Anemia is a common medical condition in preterm infants. Previous studies show that neurodevelopmental outcomes of preterm infants are dependent in part on the degree of anemia. In a developmentally appropriately-timed neonatal mouse model, phlebotomy induced anemia (PIA) of the degree commonly seen in hospitalized preterm infants results in significant short-term dysfunction and long-term injury to multiple brain areas including the hippocampus, prefrontal cortex, striatum and cerebellum. Potential therapies for PIA include erythropoietin (rHuEPO) administration and red blood cell transfusion (RBCTX). Each therapy has the potential advantage to relieve tissue hypoxia induced by anemia, but also expose the rapidly developing premature neonatal brain to potential neuropathologic processes. Treatment with rHuEPO may be neuroprotective or alternatively, shunt limited neonatal iron reserves into RBCs and thus restrict iron delivery, leading to worsening brain iron deficiency (ID). Animal models of neonatal anemia due to ID demonstrate particularly profound effects on the developing brain, including its genome, metabolome, structure, intracellular signaling pathways, electrophysiology and behavioral output. RBCTX, while alleviating tissue hypoxia due to anemia, places the brain at risk for iron overload, inflammation and suppression of endogenous EPO production ? a potential neuronal growth factor. The overall research aim of this proposal is to evaluate whether rHuEPO treatment or RBCTX to relieve PIA in the newborn mouse pup between postnatal days (P) P3 and P14 improves regional brain development and function in the neonatal period and in young adulthood following resolution of anemia. This will be done by assessing the behavioral function, neurometabolome, and gene and protein expression in 4 brain regions in the neonatal and adult mouse that we have demonstrated in the previous 5 years are compromised by PIA.

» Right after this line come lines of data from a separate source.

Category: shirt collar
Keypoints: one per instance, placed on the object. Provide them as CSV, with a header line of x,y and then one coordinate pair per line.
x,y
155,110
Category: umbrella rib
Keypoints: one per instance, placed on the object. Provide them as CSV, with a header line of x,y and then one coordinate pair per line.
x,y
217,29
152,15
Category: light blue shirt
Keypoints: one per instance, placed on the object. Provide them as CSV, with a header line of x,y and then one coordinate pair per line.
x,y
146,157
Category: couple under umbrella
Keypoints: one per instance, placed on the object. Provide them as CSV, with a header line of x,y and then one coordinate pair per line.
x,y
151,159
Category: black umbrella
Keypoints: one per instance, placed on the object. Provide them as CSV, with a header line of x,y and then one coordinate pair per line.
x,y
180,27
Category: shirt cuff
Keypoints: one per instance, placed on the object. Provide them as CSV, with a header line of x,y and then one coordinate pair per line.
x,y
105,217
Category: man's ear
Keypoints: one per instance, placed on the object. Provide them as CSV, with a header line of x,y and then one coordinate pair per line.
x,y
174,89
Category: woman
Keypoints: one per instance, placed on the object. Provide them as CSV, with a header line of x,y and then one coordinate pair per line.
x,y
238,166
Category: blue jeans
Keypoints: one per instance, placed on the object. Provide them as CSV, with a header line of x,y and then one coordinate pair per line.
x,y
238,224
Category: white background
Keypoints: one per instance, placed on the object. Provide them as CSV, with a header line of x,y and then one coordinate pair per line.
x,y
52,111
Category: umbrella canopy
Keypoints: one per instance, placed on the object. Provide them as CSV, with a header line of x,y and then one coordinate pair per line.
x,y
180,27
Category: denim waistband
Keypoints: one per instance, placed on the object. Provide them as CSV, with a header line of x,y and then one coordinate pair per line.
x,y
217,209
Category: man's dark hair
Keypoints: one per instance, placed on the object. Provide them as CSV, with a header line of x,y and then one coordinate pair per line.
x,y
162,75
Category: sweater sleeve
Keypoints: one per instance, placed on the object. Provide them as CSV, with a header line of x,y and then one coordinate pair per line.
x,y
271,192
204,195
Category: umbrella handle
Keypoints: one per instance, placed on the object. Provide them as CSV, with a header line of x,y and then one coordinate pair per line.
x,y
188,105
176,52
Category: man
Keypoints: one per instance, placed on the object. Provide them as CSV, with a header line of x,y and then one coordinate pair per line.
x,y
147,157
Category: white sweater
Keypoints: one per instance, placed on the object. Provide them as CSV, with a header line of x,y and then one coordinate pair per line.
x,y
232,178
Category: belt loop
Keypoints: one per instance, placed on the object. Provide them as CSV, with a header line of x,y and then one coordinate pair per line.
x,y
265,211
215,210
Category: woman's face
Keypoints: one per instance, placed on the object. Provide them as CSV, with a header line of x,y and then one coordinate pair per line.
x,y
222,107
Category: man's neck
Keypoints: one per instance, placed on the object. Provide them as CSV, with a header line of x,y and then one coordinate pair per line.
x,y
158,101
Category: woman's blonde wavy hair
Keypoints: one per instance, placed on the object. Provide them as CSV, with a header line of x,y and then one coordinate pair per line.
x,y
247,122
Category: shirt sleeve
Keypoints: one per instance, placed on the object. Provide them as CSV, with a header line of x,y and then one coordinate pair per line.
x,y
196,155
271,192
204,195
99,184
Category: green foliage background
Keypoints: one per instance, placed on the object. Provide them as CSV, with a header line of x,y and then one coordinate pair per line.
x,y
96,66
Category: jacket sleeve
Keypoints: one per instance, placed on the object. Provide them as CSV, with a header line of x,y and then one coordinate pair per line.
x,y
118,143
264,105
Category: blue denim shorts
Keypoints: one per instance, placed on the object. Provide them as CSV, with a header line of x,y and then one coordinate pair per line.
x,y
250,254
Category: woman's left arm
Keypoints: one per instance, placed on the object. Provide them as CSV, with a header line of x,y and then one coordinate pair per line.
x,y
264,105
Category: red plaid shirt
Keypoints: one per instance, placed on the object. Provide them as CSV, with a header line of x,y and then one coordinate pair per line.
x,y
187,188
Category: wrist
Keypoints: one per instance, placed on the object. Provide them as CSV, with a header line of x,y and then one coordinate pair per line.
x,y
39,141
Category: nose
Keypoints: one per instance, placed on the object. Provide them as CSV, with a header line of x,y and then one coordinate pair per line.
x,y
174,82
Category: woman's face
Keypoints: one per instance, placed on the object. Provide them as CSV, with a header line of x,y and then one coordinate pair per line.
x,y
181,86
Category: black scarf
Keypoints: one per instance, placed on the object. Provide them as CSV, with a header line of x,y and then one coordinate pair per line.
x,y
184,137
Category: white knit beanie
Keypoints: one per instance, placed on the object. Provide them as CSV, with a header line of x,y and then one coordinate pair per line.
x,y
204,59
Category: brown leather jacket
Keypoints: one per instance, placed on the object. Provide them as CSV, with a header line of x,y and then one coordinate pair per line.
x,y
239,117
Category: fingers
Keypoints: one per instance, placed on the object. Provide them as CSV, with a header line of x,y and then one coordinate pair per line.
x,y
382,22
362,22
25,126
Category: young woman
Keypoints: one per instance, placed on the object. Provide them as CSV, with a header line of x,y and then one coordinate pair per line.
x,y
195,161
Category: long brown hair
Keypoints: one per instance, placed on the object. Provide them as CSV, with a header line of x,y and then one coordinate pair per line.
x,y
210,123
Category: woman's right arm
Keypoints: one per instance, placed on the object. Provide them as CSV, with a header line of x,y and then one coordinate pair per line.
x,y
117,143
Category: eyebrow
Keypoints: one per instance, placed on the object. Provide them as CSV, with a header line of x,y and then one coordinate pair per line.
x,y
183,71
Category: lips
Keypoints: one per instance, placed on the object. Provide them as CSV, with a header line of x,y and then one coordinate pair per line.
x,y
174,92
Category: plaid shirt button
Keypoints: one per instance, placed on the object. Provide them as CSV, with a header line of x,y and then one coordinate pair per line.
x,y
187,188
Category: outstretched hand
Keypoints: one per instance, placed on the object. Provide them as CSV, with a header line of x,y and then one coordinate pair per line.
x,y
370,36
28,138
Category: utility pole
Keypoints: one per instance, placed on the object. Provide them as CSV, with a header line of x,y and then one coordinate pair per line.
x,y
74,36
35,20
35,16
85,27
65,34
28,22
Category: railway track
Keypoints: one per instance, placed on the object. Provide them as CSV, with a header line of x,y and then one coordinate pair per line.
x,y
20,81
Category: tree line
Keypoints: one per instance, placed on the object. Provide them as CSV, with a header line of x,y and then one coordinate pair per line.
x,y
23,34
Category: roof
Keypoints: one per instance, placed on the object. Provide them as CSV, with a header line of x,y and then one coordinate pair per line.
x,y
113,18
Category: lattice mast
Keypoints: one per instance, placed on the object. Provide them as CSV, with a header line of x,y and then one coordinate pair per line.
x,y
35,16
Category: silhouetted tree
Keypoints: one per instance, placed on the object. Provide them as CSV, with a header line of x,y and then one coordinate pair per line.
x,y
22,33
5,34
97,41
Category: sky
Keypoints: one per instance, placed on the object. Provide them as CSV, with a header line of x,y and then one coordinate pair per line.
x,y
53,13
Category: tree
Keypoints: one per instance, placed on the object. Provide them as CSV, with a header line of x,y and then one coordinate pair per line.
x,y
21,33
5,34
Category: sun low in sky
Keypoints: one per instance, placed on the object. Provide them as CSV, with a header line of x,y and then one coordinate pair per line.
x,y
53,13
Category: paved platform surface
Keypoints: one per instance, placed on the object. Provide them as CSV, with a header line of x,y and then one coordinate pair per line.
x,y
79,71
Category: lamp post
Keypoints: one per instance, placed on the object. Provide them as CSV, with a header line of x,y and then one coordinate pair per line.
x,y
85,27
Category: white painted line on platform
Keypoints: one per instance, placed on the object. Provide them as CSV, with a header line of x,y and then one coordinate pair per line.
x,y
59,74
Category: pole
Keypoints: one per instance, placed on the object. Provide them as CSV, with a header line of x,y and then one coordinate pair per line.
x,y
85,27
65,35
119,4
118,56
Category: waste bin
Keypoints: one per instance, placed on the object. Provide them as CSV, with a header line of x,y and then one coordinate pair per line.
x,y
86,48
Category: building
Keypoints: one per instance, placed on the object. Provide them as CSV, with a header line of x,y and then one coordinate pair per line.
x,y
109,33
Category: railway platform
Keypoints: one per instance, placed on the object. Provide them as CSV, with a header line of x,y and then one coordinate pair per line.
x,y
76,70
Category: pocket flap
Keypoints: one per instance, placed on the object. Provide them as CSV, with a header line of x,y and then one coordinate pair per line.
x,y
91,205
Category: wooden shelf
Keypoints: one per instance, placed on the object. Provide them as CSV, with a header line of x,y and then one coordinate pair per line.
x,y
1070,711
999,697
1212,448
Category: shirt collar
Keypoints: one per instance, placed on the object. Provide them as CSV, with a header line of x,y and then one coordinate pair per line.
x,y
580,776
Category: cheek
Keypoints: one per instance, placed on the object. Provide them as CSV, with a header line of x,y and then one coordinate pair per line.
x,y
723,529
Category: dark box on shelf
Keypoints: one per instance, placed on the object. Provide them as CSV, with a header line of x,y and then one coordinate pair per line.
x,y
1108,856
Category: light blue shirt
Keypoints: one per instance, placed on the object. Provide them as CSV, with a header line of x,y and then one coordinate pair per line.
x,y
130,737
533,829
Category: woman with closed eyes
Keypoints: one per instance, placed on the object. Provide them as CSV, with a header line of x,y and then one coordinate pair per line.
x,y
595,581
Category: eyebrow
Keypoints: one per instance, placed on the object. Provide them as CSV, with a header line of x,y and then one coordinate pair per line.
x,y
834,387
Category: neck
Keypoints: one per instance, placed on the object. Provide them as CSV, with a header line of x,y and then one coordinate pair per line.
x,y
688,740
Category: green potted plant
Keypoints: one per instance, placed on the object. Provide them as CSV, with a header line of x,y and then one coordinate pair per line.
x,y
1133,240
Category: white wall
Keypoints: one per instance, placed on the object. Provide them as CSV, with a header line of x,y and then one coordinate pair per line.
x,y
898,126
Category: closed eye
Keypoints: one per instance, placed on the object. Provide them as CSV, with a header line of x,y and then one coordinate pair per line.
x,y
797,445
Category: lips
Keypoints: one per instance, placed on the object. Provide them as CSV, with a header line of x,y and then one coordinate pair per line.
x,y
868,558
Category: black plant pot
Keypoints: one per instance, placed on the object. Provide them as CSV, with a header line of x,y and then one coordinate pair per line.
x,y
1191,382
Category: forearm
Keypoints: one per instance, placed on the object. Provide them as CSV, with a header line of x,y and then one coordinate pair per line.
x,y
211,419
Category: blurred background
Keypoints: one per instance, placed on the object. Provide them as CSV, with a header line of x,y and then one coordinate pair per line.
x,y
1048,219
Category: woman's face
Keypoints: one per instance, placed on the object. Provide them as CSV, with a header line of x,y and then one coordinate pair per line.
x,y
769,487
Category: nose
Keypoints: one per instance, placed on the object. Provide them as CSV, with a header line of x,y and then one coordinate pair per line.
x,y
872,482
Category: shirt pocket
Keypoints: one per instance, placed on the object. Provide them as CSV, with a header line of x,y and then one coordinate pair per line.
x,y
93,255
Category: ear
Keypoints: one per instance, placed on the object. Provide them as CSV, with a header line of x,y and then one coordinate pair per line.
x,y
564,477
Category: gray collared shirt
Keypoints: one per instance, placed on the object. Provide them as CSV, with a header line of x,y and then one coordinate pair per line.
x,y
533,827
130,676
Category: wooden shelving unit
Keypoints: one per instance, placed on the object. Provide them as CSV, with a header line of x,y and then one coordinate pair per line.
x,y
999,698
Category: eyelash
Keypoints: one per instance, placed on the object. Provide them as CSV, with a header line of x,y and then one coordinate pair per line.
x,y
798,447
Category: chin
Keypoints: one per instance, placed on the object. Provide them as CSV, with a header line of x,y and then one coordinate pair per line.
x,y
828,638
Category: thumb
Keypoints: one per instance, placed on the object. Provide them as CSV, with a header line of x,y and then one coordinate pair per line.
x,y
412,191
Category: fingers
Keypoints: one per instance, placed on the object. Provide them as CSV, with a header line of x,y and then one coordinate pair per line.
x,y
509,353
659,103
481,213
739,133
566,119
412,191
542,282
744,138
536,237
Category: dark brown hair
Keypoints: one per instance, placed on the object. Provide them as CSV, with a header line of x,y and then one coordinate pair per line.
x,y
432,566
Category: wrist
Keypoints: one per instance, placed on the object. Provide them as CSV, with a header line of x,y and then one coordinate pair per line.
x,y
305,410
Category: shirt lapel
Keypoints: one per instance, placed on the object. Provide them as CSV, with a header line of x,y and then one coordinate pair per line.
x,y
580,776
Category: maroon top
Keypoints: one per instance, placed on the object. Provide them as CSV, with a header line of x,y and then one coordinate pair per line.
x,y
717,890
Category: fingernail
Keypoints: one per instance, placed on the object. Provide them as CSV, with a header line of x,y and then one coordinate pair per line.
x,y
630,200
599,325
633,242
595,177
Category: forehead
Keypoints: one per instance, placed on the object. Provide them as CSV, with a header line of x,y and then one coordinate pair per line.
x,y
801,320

Aim 1 tests whether treatment of PIA with rHuEPO beginning either prior to the onset of anemia or once anemia is present rescues the developing brain from the adverse effects of untreated PIA.
Aim 2 tests whether treatment of PIA with RBCTX initiated at the two hematocrit thresholds utilized in human trials results improves neurodevelopmental outcome in the mouse. A multi-tiered developmental neuroscience approach that spans gene expression to behavior is necessary provide the needed mechanistic understanding for the anticipated results of ongoing clinical studies by the Neonatal Research Network of the National Institutes of Child Health and Development and to model effects of PIA and its treatments on neurodevelopment.
Multiple factors during hospitalization influence the developmental outcomes of preterm infants, but few are controllable by the health care team; optimal treatment of anemia appears to be one such controllable factor. The proposed research has large public health implications for the 300,000 neonates with anemia because it assesses the long-term effects of anemia and its treatment, which is the true cost of the disease to society. Thus, knowledge of the effect of anemia and its treatments on the areas of the brain underlying the multiple behaviors at risk in preterm infants is particularly relevant in order to design optimal treatment strategies for neonatal anemia.